At Eve’s office, they sat marooned on a Balinese opium bed carved from sustainable teak.

“Should I take off my shoes?” Ann asked, uncomfortable and unhappy. Through Eve’s eyes, Ann was aware that Richard appeared slump-backed and slope-shouldered, that his potbelly topped his belt like a muffin rising over its tin, or, in Richard’s case, a brioche. Eve’s husband, Guy, who attended black-tie environmental events with her, was a former B-list actor who now worked strictly as an activist, allowing him free time to spend every day at the gym maintaining his six-pack abs. He was on the correct side of open land, clean water, sustainable farming, and baby seals. The only thing that sustained Ann through her present mortification was that years ago, at an event, Guy had put his hand on her ass and made a pass, a klutzy move that she had deflected. Richard would never do that.

“Shoes on, shoes off. Ann, do what makes you feel comfortable.”

Which was impossible, because leaving the room was the only thing that would accomplish that. Ann dropped one pump, and then the other, with a loud clatter on the Saltillo tile floor. “Nice floors,” she said to cover the noise.

“Eduardo is the best. I’ll give you his number,” Eve said. “He’s a wizard. We just came back from a design trip to an island in French Polynesia. We discovered exotic woods. The heat and the light. The place is pure sex.”

“Did Guy like it?” Ann asked.

“He couldn’t come. So let’s get to work. Now what I’d suggest is for you and Richard to lie side by side and close your eyes.”

Ann, grateful for the privacy of closed lids, felt herself burning with shame. It drove her crazy how Eve repeated their names back to them, as if reading off index cards, as if they might forget who they were. Too late, Ann saw the conflict of interest in discussing one’s personal issues with someone one ate canapés with. Someone who took her floor man to the South Seas. She would have to quit the environmental group and find another cause. A waste because she didn’t believe in therapy — in fact, prided herself on being the problem solver for others — and this exposure made her feel doubly humiliated.
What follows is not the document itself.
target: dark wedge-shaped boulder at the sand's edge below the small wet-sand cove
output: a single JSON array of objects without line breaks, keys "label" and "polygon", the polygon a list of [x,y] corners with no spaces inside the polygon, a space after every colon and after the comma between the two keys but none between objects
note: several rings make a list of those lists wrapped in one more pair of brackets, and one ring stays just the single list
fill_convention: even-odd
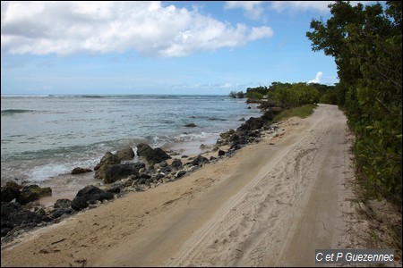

Thank God for the small favor that Eve had revealed that Guy had cheated on her numerous times (this after the hand-on-the-tush incident), and had come to see her a year ago about a divorce that never materialized.

Eve coughed and spoke in a soft voice. “Now, Ann and Richard, I want you two to picture where you want to be a year from now.”

Ann moaned, her eyes still closed, poisoned by her own words used against her. This was the question she had posed to Eve the year before, her standard for divorce cases. Eve had stolen it. Apparently the answer for Eve ended up being staying with Guy, whom she claimed had reformed. The law had shown Ann that people rarely changed. At best, the behavior went inward, underground, where lust carved out a dark and dangerous hole in one’s heart.

“See,” said Richard. “Always a negative, knee-jerk reaction.”

“Could I have some water?” Ann asked.

“Of course,” Eve answered. “Flat or sparkling?”